哪里的鲜花正怎样地开放?

山野间的鲜花自在地开放 春深时,山风带着湿润的草木气漫过来,坡地上便涌起一片彩色的浪。那是山野间的鲜花,不修剪,不刻意,就那样自在地开放着,把每一寸贫瘠的土地都熨帖得温柔。

最先醒的该是野菊。它们从去年枯黄的草丛里钻出来,茎秆细弱却挺直,顶着小小的花苞。嫩黄的花瓣像被阳光吻过的绸缎,边缘带着细碎的卷儿,凑近了能看见绒毛上沾着的晨露,亮晶晶的,像谁撒了一把碎钻。 它们不挤堆,东一朵西一朵,却又默契地连成片,风过时便轻轻摇晃,把香气抖落在湿润的泥土里,引得蚂蚁也顺着花茎往上爬,像是要去偷尝那清甜的蜜。

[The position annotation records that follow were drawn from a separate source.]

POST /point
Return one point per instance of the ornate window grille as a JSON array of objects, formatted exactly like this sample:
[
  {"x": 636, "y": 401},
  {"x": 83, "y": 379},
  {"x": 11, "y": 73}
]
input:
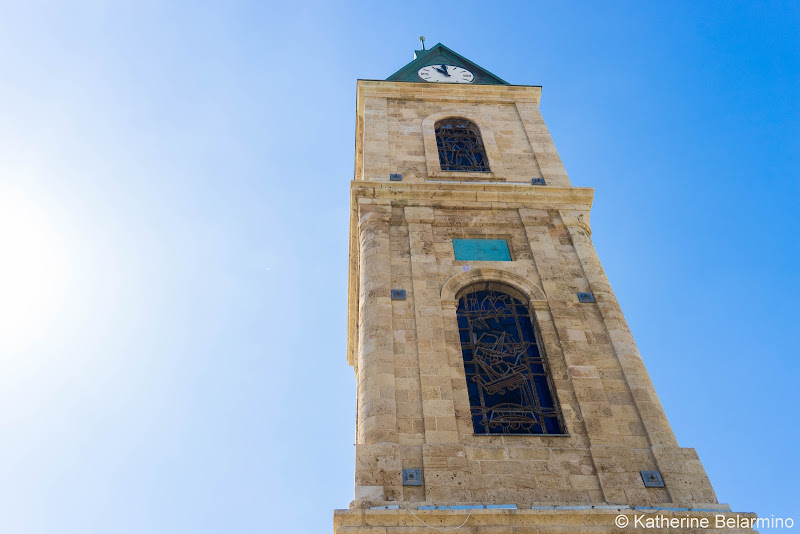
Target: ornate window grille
[
  {"x": 508, "y": 381},
  {"x": 460, "y": 146}
]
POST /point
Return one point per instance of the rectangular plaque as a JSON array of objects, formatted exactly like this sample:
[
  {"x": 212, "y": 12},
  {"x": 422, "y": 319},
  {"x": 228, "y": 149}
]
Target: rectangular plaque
[{"x": 481, "y": 250}]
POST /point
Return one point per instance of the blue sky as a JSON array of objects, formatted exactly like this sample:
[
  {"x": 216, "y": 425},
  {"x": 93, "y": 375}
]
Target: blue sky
[{"x": 172, "y": 175}]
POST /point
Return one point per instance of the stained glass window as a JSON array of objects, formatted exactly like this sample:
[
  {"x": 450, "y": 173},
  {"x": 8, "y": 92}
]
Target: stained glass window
[
  {"x": 460, "y": 146},
  {"x": 507, "y": 377}
]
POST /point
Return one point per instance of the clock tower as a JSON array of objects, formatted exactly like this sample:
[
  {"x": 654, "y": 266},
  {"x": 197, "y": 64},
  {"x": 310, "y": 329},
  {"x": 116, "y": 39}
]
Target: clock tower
[{"x": 499, "y": 387}]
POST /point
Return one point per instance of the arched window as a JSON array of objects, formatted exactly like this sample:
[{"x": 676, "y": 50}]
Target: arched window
[
  {"x": 508, "y": 381},
  {"x": 460, "y": 146}
]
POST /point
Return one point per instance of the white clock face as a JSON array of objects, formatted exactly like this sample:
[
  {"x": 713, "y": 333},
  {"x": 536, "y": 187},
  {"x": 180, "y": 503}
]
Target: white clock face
[{"x": 445, "y": 74}]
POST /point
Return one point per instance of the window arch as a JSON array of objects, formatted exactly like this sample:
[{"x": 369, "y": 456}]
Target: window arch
[
  {"x": 508, "y": 382},
  {"x": 460, "y": 146}
]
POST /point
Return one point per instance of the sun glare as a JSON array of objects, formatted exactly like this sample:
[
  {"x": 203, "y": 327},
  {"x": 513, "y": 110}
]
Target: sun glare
[{"x": 33, "y": 268}]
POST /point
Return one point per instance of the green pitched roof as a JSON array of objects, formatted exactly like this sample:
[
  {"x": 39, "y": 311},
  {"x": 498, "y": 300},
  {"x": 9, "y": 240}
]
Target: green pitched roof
[{"x": 439, "y": 55}]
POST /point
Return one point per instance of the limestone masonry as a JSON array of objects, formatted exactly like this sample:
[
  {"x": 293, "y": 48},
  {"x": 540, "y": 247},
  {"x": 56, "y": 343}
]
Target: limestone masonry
[{"x": 413, "y": 403}]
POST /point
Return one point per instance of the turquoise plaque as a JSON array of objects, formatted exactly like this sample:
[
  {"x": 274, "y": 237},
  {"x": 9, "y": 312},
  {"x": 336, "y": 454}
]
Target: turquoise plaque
[{"x": 481, "y": 250}]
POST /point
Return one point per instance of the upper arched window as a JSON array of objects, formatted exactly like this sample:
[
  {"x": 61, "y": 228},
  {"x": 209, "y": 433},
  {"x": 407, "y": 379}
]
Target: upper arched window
[
  {"x": 460, "y": 146},
  {"x": 508, "y": 380}
]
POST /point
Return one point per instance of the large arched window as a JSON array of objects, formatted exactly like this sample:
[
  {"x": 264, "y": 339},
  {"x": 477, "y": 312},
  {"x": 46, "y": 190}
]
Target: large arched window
[
  {"x": 508, "y": 381},
  {"x": 460, "y": 146}
]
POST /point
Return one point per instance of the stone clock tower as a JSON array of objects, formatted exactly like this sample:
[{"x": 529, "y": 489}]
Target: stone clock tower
[{"x": 499, "y": 387}]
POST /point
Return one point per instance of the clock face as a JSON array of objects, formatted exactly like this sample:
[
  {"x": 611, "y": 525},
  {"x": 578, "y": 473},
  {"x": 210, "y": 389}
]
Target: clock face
[{"x": 445, "y": 74}]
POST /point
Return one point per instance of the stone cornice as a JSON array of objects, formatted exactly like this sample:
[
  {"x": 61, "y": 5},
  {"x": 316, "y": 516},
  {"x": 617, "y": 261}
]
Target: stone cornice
[
  {"x": 510, "y": 94},
  {"x": 439, "y": 193}
]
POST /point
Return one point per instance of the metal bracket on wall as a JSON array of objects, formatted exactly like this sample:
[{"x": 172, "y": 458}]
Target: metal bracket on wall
[
  {"x": 412, "y": 476},
  {"x": 652, "y": 479}
]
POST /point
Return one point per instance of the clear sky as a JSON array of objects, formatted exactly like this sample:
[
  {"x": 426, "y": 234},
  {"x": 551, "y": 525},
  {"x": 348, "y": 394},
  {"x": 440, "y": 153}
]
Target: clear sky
[{"x": 173, "y": 239}]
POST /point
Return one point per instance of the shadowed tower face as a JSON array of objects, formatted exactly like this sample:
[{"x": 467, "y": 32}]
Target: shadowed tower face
[{"x": 495, "y": 370}]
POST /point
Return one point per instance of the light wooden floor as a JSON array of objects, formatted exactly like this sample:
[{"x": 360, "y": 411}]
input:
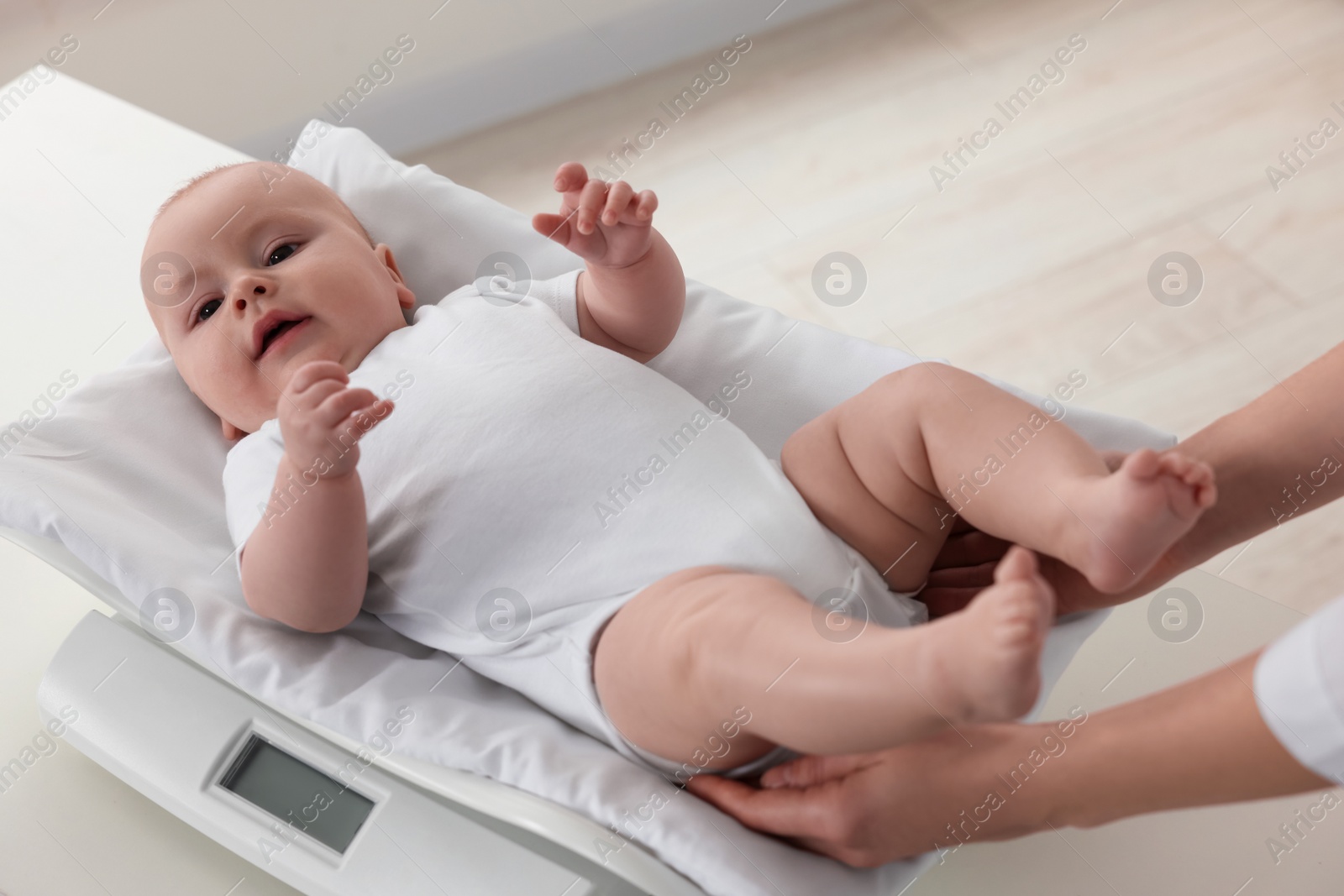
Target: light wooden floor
[{"x": 1028, "y": 265}]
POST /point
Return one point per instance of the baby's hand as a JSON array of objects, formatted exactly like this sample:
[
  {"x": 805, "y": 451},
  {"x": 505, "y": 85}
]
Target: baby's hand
[
  {"x": 316, "y": 410},
  {"x": 602, "y": 223}
]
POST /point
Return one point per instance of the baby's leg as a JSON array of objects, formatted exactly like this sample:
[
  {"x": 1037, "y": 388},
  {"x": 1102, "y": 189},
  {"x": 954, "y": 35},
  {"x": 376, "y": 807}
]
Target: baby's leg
[
  {"x": 707, "y": 645},
  {"x": 894, "y": 465}
]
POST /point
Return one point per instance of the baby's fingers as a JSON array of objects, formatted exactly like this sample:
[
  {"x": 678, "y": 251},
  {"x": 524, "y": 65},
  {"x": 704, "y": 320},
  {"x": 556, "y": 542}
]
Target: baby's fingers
[
  {"x": 591, "y": 204},
  {"x": 338, "y": 410},
  {"x": 617, "y": 199}
]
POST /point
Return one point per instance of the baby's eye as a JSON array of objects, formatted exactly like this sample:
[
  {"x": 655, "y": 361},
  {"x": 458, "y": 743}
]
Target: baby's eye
[{"x": 284, "y": 251}]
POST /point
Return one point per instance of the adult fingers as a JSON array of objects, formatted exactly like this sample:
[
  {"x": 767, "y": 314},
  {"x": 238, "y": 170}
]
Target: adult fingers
[
  {"x": 811, "y": 817},
  {"x": 808, "y": 772},
  {"x": 980, "y": 575},
  {"x": 968, "y": 550}
]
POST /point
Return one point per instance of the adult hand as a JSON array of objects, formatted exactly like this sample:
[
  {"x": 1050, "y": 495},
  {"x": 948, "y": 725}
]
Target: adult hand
[
  {"x": 871, "y": 809},
  {"x": 967, "y": 564}
]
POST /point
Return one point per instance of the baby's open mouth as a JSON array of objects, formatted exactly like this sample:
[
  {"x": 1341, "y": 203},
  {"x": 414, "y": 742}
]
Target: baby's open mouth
[{"x": 277, "y": 332}]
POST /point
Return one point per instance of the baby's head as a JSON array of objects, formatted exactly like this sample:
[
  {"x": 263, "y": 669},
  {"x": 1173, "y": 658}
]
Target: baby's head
[{"x": 264, "y": 244}]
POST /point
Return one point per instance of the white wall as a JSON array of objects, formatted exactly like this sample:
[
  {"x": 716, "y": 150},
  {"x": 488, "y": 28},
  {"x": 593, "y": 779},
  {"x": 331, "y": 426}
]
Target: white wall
[{"x": 250, "y": 73}]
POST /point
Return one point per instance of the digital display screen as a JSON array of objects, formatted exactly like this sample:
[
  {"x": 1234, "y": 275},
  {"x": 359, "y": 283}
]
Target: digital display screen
[{"x": 297, "y": 794}]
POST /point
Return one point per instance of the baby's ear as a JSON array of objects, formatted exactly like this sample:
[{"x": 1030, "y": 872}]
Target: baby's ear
[
  {"x": 232, "y": 432},
  {"x": 405, "y": 297}
]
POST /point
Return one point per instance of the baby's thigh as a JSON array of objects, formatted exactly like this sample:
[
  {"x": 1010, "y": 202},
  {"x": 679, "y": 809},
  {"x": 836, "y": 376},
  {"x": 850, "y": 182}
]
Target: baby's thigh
[
  {"x": 862, "y": 469},
  {"x": 659, "y": 664}
]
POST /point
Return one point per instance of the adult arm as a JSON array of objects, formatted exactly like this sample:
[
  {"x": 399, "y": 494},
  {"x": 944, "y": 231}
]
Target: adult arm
[
  {"x": 1200, "y": 743},
  {"x": 1268, "y": 457}
]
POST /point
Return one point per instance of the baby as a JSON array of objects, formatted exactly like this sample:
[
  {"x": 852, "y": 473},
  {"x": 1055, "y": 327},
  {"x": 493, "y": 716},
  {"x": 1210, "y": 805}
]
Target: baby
[{"x": 575, "y": 526}]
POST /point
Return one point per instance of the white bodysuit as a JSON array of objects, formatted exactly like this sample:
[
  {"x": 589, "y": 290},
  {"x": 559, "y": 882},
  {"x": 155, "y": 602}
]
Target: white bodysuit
[{"x": 528, "y": 483}]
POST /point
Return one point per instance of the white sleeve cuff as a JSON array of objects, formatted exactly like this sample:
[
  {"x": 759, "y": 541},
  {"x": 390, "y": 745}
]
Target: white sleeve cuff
[
  {"x": 561, "y": 293},
  {"x": 1300, "y": 691}
]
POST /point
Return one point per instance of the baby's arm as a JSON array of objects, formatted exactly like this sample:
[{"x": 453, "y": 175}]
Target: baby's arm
[
  {"x": 307, "y": 564},
  {"x": 632, "y": 295}
]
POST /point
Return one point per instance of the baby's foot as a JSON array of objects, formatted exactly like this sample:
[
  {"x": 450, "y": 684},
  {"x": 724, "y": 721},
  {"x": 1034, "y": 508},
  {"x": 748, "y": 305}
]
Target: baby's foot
[
  {"x": 1133, "y": 515},
  {"x": 987, "y": 658}
]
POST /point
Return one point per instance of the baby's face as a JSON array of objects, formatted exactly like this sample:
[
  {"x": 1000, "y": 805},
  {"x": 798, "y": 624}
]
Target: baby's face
[{"x": 265, "y": 239}]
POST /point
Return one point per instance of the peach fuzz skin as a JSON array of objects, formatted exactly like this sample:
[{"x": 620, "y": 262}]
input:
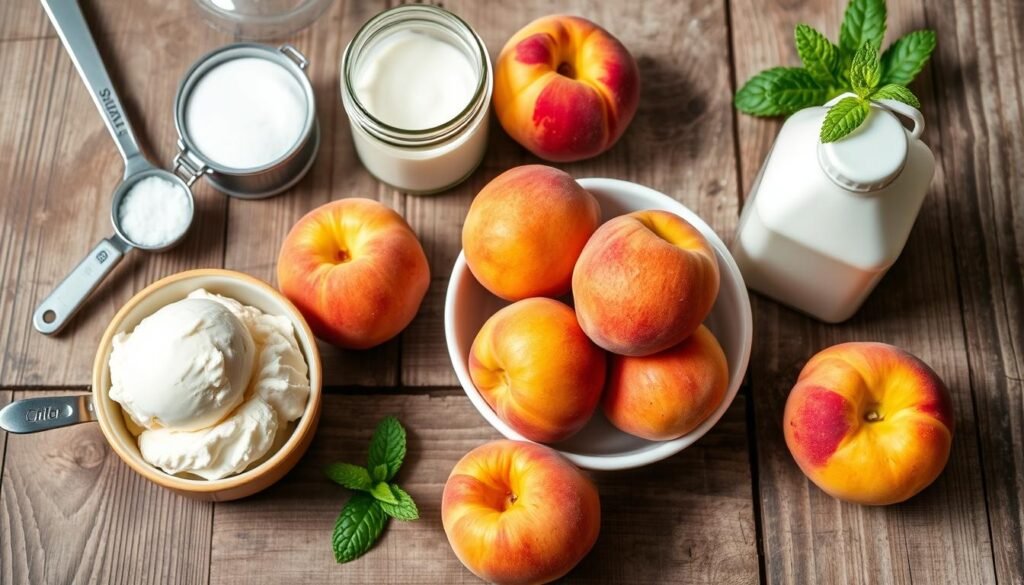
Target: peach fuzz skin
[
  {"x": 565, "y": 88},
  {"x": 644, "y": 282},
  {"x": 519, "y": 513},
  {"x": 869, "y": 423},
  {"x": 667, "y": 394},
  {"x": 525, "y": 230},
  {"x": 538, "y": 370},
  {"x": 355, "y": 270}
]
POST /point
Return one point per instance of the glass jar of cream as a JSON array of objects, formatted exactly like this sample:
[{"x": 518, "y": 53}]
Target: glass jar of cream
[{"x": 416, "y": 82}]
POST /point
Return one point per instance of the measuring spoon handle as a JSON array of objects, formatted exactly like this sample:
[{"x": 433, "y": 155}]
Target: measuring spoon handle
[
  {"x": 64, "y": 302},
  {"x": 74, "y": 32},
  {"x": 44, "y": 413}
]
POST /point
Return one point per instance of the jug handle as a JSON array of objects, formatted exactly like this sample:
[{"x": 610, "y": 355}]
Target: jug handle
[{"x": 893, "y": 106}]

稍高些的石缝里,山茶花正把骨朵胀得圆鼓鼓。紫红的花瓣层层叠叠,最外层已经迫不及待地展开,露出里面嫩白的蕊,像个穿红裙的姑娘,半遮着脸,不肯一下子把所有的娇艳都亮出来。 偶尔有山雀落在枝头,爪子抓着粗糙的树皮,歪着头看那花,扑棱棱扇动翅膀时,花瓣便簌簌落几片,飘在青石板上,成了春天的邮票。

蒲公英是最淘气的。它们的花是朴素的白,开得极轻,像天空抖落的星子。风一吹,花瓣就散开,变成一把把小伞,带着黑色的种子飞呀飞,有的落在溪边,有的挂在牛毛草上,还有的干脆乘着风,翻过了对面的山梁。 它们不恋旧土,哪里有阳光和湿润,就在哪里扎根,下一个春天,又是一片毛茸茸的白。

没有谁给这些花浇水,也没有谁为它们搭棚。它们就着清晨的雾霭舒展叶片,借着午后的阳光积攒力量,连暴雨打落了花瓣,也只是把根往泥土里扎得更深些,过几日,又有新的花苞从叶腋里钻出来。 蜜蜂来做客时,它们便大方地敞开花蕊;蝴蝶停驻时,它们便轻轻摇晃着伴舞;就连路过的牧羊人,随手摘一朵别在帽檐上,它们也不恼,依旧朝着太阳的方向,自在地开。

暮色漫过来时,花瓣合拢了些,却依然保持着舒展的姿态。月光洒在花上,像给它们镀了层银,远远望去,那一片彩色的浪仿佛凝固了,却又在寂静里,悄悄酝酿着明天的开放——不紧不慢,不慌不忙,就像这山野里的时光,永远有足够的耐心,让每一朵花,都活成自己喜欢的模样。